Changes beyond our horizon that no one chooses to see.

How pathetically limited is our self-obsessed Brexit election, not only do we look at the UK and what will happen to it, we also omit to look at the EU and what will happen to it, but much worse, is that we seem to have lost the chalk altogether when it comes to looking at the future. We seem to be sluggishly waking up to the environmental issues but what about the changes of the Fourth Industrial Revolution?

What really matters is the incomes of our people looking forward, how many people will be employed and our GDP.  The great elephant in the room which everyone seems to be ignoring is the Fourth Industrial Revolution which is happening before our very eyes.  There’s none so blind, as will not see!

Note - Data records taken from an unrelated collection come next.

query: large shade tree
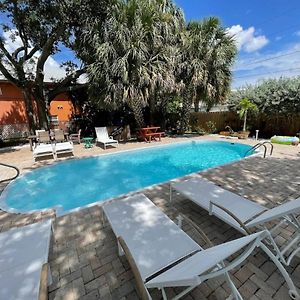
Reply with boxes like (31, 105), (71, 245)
(0, 0), (107, 132)
(81, 0), (184, 127)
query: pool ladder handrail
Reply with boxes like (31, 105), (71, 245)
(0, 163), (20, 183)
(245, 141), (274, 158)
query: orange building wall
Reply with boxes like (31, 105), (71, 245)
(0, 82), (27, 125)
(49, 95), (75, 122)
(0, 82), (75, 125)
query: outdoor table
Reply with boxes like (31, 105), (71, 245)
(138, 126), (164, 142)
(28, 135), (37, 151)
(82, 137), (94, 148)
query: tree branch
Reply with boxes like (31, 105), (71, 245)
(47, 67), (86, 98)
(26, 45), (40, 60)
(0, 39), (19, 70)
(12, 46), (25, 60)
(48, 83), (88, 101)
(58, 67), (86, 86)
(0, 61), (20, 86)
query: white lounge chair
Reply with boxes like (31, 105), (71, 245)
(95, 127), (118, 149)
(33, 143), (55, 160)
(102, 194), (299, 300)
(0, 220), (52, 300)
(170, 177), (300, 266)
(54, 141), (74, 158)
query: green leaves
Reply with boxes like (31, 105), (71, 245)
(82, 0), (184, 127)
(229, 77), (300, 115)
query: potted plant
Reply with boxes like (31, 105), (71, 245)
(238, 98), (258, 139)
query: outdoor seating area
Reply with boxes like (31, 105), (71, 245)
(30, 129), (74, 160)
(1, 1), (300, 299)
(170, 177), (300, 267)
(0, 139), (299, 300)
(138, 126), (165, 143)
(103, 193), (298, 300)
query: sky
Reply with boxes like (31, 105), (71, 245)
(175, 0), (300, 88)
(1, 1), (300, 88)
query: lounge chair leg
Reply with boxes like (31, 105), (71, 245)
(259, 243), (300, 299)
(117, 240), (125, 256)
(161, 288), (168, 300)
(176, 215), (183, 228)
(224, 272), (243, 300)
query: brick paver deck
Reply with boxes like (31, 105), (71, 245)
(0, 137), (299, 299)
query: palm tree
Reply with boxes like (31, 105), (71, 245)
(239, 98), (258, 132)
(85, 0), (184, 127)
(182, 17), (237, 113)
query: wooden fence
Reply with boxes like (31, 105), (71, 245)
(190, 112), (300, 137)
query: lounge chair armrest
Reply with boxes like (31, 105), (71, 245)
(38, 263), (48, 300)
(178, 213), (215, 248)
(117, 236), (150, 300)
(209, 201), (251, 234)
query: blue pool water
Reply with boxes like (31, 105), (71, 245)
(1, 141), (252, 213)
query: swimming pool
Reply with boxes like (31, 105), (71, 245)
(1, 140), (253, 214)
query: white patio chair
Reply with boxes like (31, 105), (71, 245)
(95, 127), (118, 149)
(36, 130), (51, 144)
(170, 177), (300, 266)
(102, 193), (299, 300)
(54, 141), (74, 158)
(33, 143), (55, 160)
(0, 220), (52, 300)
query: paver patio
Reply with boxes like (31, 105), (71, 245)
(0, 136), (299, 299)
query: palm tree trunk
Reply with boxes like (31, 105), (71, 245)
(129, 99), (145, 128)
(194, 97), (200, 112)
(180, 90), (192, 133)
(243, 110), (247, 132)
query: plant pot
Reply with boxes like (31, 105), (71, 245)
(237, 131), (250, 139)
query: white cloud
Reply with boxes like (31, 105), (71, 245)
(1, 29), (67, 81)
(232, 43), (300, 88)
(227, 25), (269, 53)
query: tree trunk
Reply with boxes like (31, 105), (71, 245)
(36, 97), (49, 130)
(22, 88), (37, 134)
(180, 89), (192, 134)
(129, 99), (145, 128)
(243, 110), (247, 132)
(194, 97), (199, 112)
(149, 95), (155, 126)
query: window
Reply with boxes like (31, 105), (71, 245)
(50, 115), (59, 125)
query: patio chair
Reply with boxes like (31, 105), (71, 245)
(69, 129), (81, 144)
(0, 220), (52, 300)
(170, 177), (300, 266)
(95, 127), (118, 149)
(53, 129), (65, 143)
(54, 141), (74, 158)
(33, 143), (55, 160)
(36, 130), (51, 144)
(102, 193), (299, 300)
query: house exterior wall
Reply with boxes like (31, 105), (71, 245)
(0, 81), (77, 139)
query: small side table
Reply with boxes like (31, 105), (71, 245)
(82, 137), (94, 149)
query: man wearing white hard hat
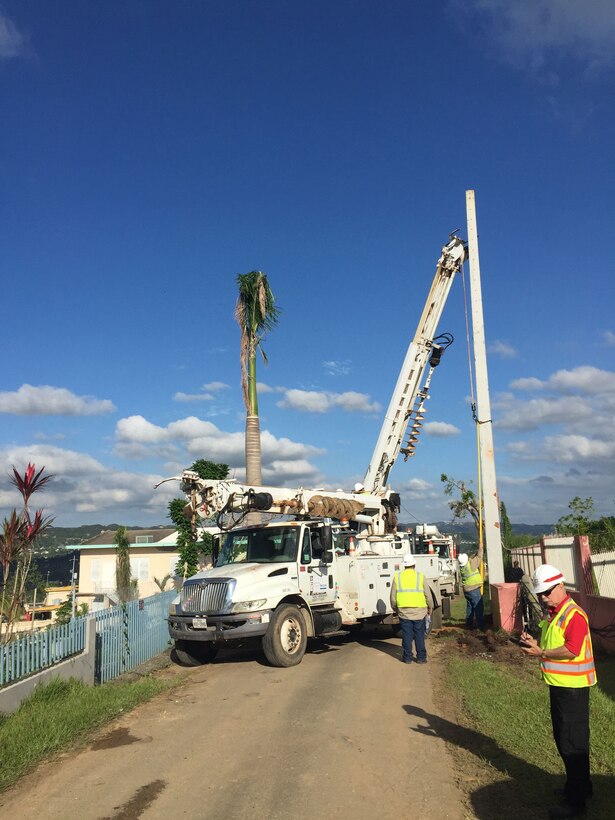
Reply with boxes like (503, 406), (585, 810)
(520, 564), (596, 819)
(390, 552), (437, 664)
(458, 540), (484, 629)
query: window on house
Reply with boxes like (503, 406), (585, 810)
(135, 535), (154, 545)
(130, 556), (150, 581)
(91, 558), (101, 582)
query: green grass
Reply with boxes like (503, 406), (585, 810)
(0, 675), (176, 792)
(443, 650), (615, 817)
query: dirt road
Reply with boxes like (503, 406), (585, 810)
(0, 630), (465, 819)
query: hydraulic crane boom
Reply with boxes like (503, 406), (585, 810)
(363, 235), (467, 494)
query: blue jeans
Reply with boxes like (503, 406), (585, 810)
(400, 617), (427, 662)
(464, 587), (484, 629)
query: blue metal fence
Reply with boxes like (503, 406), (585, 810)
(0, 618), (87, 688)
(93, 590), (175, 684)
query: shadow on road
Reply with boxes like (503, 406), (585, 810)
(403, 703), (614, 820)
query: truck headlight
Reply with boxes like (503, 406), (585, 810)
(169, 603), (178, 616)
(230, 599), (267, 613)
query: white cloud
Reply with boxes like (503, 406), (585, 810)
(510, 377), (546, 391)
(0, 385), (116, 416)
(489, 340), (517, 358)
(548, 366), (615, 394)
(0, 11), (26, 59)
(257, 382), (275, 394)
(173, 391), (214, 402)
(279, 389), (330, 413)
(114, 415), (323, 474)
(423, 421), (461, 438)
(541, 434), (615, 463)
(116, 415), (169, 443)
(510, 366), (615, 396)
(495, 396), (592, 432)
(202, 381), (230, 392)
(277, 388), (380, 414)
(323, 360), (351, 376)
(451, 0), (615, 74)
(0, 444), (180, 524)
(333, 391), (381, 413)
(602, 330), (615, 347)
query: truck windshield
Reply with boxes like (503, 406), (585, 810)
(415, 539), (450, 558)
(217, 528), (299, 566)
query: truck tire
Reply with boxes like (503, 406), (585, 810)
(174, 640), (219, 667)
(262, 604), (307, 667)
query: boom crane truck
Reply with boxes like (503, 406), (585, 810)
(161, 235), (467, 667)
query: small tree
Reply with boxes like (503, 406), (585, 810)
(55, 599), (88, 626)
(153, 574), (172, 592)
(441, 474), (481, 533)
(114, 526), (137, 603)
(556, 497), (595, 535)
(169, 460), (229, 579)
(0, 464), (53, 644)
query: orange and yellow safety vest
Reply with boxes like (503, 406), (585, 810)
(539, 599), (597, 688)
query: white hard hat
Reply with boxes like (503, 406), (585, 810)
(402, 552), (416, 566)
(354, 482), (365, 492)
(458, 553), (469, 567)
(531, 564), (565, 594)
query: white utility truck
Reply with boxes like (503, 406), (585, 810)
(160, 235), (467, 667)
(411, 524), (459, 599)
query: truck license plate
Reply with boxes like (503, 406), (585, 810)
(192, 617), (208, 628)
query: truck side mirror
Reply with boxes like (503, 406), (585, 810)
(320, 525), (334, 564)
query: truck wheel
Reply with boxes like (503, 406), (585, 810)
(174, 640), (218, 666)
(262, 605), (307, 667)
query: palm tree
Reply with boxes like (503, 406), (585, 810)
(235, 271), (280, 485)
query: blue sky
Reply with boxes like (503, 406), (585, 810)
(1, 1), (614, 527)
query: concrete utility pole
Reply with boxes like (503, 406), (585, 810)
(465, 190), (505, 584)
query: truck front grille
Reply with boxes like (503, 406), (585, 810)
(181, 580), (231, 614)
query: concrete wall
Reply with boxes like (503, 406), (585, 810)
(0, 618), (96, 716)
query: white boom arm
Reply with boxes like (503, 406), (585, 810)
(157, 471), (400, 535)
(363, 236), (467, 494)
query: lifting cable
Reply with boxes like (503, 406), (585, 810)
(460, 262), (485, 586)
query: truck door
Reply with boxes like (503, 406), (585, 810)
(298, 527), (336, 605)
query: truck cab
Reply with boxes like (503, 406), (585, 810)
(168, 520), (407, 668)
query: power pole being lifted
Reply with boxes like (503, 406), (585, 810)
(465, 190), (505, 585)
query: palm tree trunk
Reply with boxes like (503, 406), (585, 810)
(245, 415), (262, 486)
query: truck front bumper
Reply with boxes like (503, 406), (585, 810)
(168, 610), (273, 643)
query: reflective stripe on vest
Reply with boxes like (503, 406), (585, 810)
(460, 562), (482, 588)
(539, 599), (597, 688)
(394, 570), (427, 608)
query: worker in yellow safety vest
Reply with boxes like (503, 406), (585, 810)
(390, 552), (435, 665)
(458, 541), (484, 629)
(520, 564), (597, 820)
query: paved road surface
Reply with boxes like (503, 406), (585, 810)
(0, 630), (465, 819)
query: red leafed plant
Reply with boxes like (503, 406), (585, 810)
(1, 463), (54, 644)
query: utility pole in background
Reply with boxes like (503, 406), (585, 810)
(465, 190), (505, 585)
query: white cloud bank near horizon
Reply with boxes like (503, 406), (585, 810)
(0, 385), (116, 416)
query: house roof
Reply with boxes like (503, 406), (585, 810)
(73, 528), (178, 551)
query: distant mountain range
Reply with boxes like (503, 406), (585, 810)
(37, 519), (554, 555)
(400, 521), (555, 538)
(35, 524), (169, 556)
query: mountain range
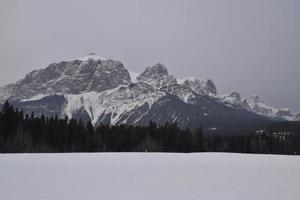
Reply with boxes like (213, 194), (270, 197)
(1, 53), (299, 130)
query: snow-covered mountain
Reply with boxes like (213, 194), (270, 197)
(241, 95), (299, 121)
(0, 54), (298, 129)
(219, 92), (299, 121)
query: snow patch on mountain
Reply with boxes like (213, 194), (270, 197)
(20, 94), (49, 102)
(129, 71), (140, 83)
(64, 84), (164, 125)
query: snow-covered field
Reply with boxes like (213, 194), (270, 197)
(0, 153), (299, 200)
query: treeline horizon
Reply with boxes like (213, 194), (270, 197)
(0, 101), (299, 155)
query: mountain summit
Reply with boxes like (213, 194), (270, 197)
(137, 63), (177, 89)
(0, 56), (130, 102)
(0, 54), (298, 130)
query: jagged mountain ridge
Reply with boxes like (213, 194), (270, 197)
(219, 93), (299, 121)
(0, 56), (130, 102)
(0, 54), (298, 130)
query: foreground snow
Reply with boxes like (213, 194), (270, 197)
(0, 153), (299, 200)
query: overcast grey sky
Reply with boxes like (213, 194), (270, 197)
(0, 0), (299, 111)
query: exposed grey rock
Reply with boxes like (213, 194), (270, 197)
(137, 63), (177, 89)
(230, 92), (241, 101)
(181, 78), (217, 96)
(0, 57), (130, 102)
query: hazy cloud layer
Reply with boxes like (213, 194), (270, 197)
(0, 0), (299, 111)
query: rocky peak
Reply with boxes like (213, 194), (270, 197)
(275, 108), (292, 118)
(203, 79), (217, 95)
(219, 92), (242, 108)
(0, 56), (131, 102)
(74, 52), (106, 62)
(180, 78), (217, 96)
(137, 63), (177, 89)
(248, 95), (261, 103)
(242, 95), (261, 110)
(229, 92), (241, 101)
(137, 63), (168, 80)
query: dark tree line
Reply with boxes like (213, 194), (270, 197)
(0, 101), (205, 153)
(205, 130), (300, 155)
(0, 101), (299, 154)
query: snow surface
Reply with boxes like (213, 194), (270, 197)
(20, 94), (48, 102)
(0, 153), (299, 200)
(129, 71), (140, 83)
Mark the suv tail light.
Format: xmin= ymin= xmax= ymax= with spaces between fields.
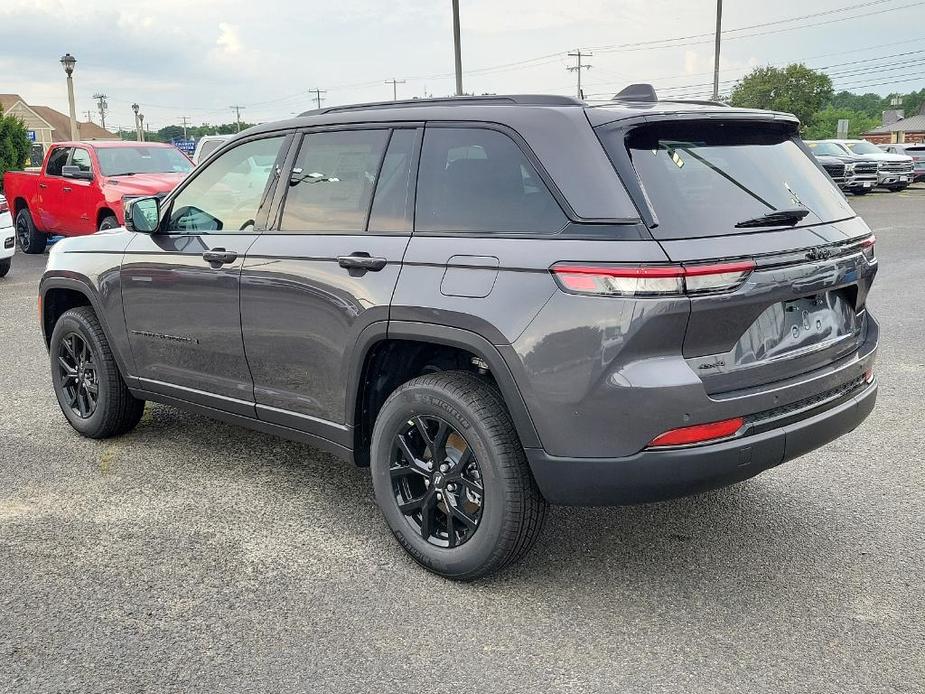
xmin=0 ymin=199 xmax=9 ymax=214
xmin=551 ymin=260 xmax=754 ymax=297
xmin=859 ymin=235 xmax=875 ymax=262
xmin=648 ymin=417 xmax=744 ymax=448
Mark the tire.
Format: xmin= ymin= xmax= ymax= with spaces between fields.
xmin=50 ymin=306 xmax=145 ymax=438
xmin=853 ymin=189 xmax=869 ymax=196
xmin=370 ymin=370 xmax=547 ymax=580
xmin=0 ymin=258 xmax=9 ymax=278
xmin=98 ymin=215 xmax=119 ymax=231
xmin=15 ymin=208 xmax=47 ymax=254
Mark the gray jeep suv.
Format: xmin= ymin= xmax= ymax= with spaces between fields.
xmin=40 ymin=89 xmax=879 ymax=579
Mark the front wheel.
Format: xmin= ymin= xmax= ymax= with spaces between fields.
xmin=16 ymin=208 xmax=47 ymax=254
xmin=50 ymin=306 xmax=145 ymax=438
xmin=0 ymin=258 xmax=9 ymax=278
xmin=370 ymin=371 xmax=547 ymax=580
xmin=98 ymin=215 xmax=119 ymax=231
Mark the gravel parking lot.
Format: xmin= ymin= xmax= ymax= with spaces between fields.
xmin=1 ymin=187 xmax=923 ymax=693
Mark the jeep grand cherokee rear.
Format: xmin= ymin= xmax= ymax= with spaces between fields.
xmin=39 ymin=93 xmax=877 ymax=581
xmin=518 ymin=113 xmax=877 ymax=505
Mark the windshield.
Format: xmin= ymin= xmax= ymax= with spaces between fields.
xmin=846 ymin=141 xmax=882 ymax=155
xmin=807 ymin=141 xmax=848 ymax=157
xmin=97 ymin=146 xmax=193 ymax=176
xmin=603 ymin=121 xmax=854 ymax=239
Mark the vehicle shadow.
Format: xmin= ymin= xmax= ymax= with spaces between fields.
xmin=124 ymin=402 xmax=850 ymax=599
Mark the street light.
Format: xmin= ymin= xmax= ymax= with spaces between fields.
xmin=132 ymin=103 xmax=142 ymax=142
xmin=60 ymin=53 xmax=79 ymax=140
xmin=138 ymin=113 xmax=145 ymax=142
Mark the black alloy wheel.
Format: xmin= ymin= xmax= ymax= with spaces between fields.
xmin=56 ymin=331 xmax=99 ymax=419
xmin=390 ymin=415 xmax=484 ymax=548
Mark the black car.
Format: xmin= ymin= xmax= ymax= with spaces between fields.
xmin=39 ymin=88 xmax=878 ymax=579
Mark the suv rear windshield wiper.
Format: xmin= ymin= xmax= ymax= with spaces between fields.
xmin=734 ymin=208 xmax=810 ymax=228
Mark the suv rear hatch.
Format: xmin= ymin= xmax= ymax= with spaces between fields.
xmin=597 ymin=117 xmax=877 ymax=395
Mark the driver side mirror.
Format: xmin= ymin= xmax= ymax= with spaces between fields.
xmin=125 ymin=196 xmax=160 ymax=233
xmin=61 ymin=165 xmax=93 ymax=181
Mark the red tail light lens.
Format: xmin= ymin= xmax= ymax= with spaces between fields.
xmin=551 ymin=260 xmax=754 ymax=297
xmin=859 ymin=235 xmax=875 ymax=262
xmin=0 ymin=199 xmax=9 ymax=214
xmin=648 ymin=417 xmax=744 ymax=448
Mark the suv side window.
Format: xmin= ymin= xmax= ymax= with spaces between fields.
xmin=279 ymin=129 xmax=389 ymax=233
xmin=415 ymin=127 xmax=566 ymax=233
xmin=70 ymin=148 xmax=92 ymax=173
xmin=45 ymin=147 xmax=71 ymax=177
xmin=166 ymin=135 xmax=285 ymax=233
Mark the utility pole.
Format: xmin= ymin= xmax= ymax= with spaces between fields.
xmin=712 ymin=0 xmax=723 ymax=101
xmin=179 ymin=116 xmax=191 ymax=139
xmin=132 ymin=103 xmax=142 ymax=142
xmin=229 ymin=105 xmax=245 ymax=132
xmin=138 ymin=113 xmax=145 ymax=142
xmin=385 ymin=79 xmax=406 ymax=101
xmin=84 ymin=110 xmax=94 ymax=123
xmin=92 ymin=93 xmax=109 ymax=130
xmin=566 ymin=50 xmax=592 ymax=100
xmin=452 ymin=0 xmax=463 ymax=96
xmin=309 ymin=88 xmax=327 ymax=110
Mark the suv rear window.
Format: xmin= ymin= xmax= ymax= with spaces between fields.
xmin=603 ymin=121 xmax=855 ymax=239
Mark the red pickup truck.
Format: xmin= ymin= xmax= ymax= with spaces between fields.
xmin=3 ymin=141 xmax=192 ymax=254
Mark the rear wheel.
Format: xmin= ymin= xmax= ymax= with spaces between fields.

An automated society is staring us in the face yet no one seems to notice.  The consequence worldwide is the loss of many jobs and the increase in casual or part time labour.  Casual, off piste, non-taxable, earnings are already at £200Bn and this sector is rising fast and is expected to more than double very quickly to £455Bn.  50% of companies will trim their workforce in the next 5 years and all those laid off will need re-training.  No one as far as I can see has made this a major issue in our present election campaign.

There is an unquestionable move from a majority of poor, to a majority of the middle class, and Asia will account for a huge proportion of this, in short order.  This means a fantastically major change in market demand.  Again, no one seems vaguely interested in this in our present election.

Automation will replace 11% of female jobs and 9% of male jobs in the next 20 years.  The growth will be in information and communication technology where key jobs are so far male dominate world-wide by a ratio of 4 to 1.  This is despite 50% plus of university undergraduates being female.  Something needs to change!

In the past thirty years one dollar invested in digital technology has increased GDP by a ratio of 20 to 1.  Whereas other non-digital investments have yielded lass that 15% of this. By 2025 it is estimated that close to a quarter of global GDP will come from digital technologies including artificial intelligence etc..  This does not include the value of intangible assets of networks, data, and other services.

By its very nature the Fourth Industrial Revolution will run counter to current thinking in that it will generally have a deflationary effect i.e. Loss of low skill jobs, increase in gig/part time work economy.

Should we therefore amend the way we measure GDP, in more qualitative terms, In the Fourth Industrial Revolution we will need to take account of the intangible benefits which are presently zero priced such as Google Maps or innumerable free knowledge based information sources.

Change indeed! When will politics catch up?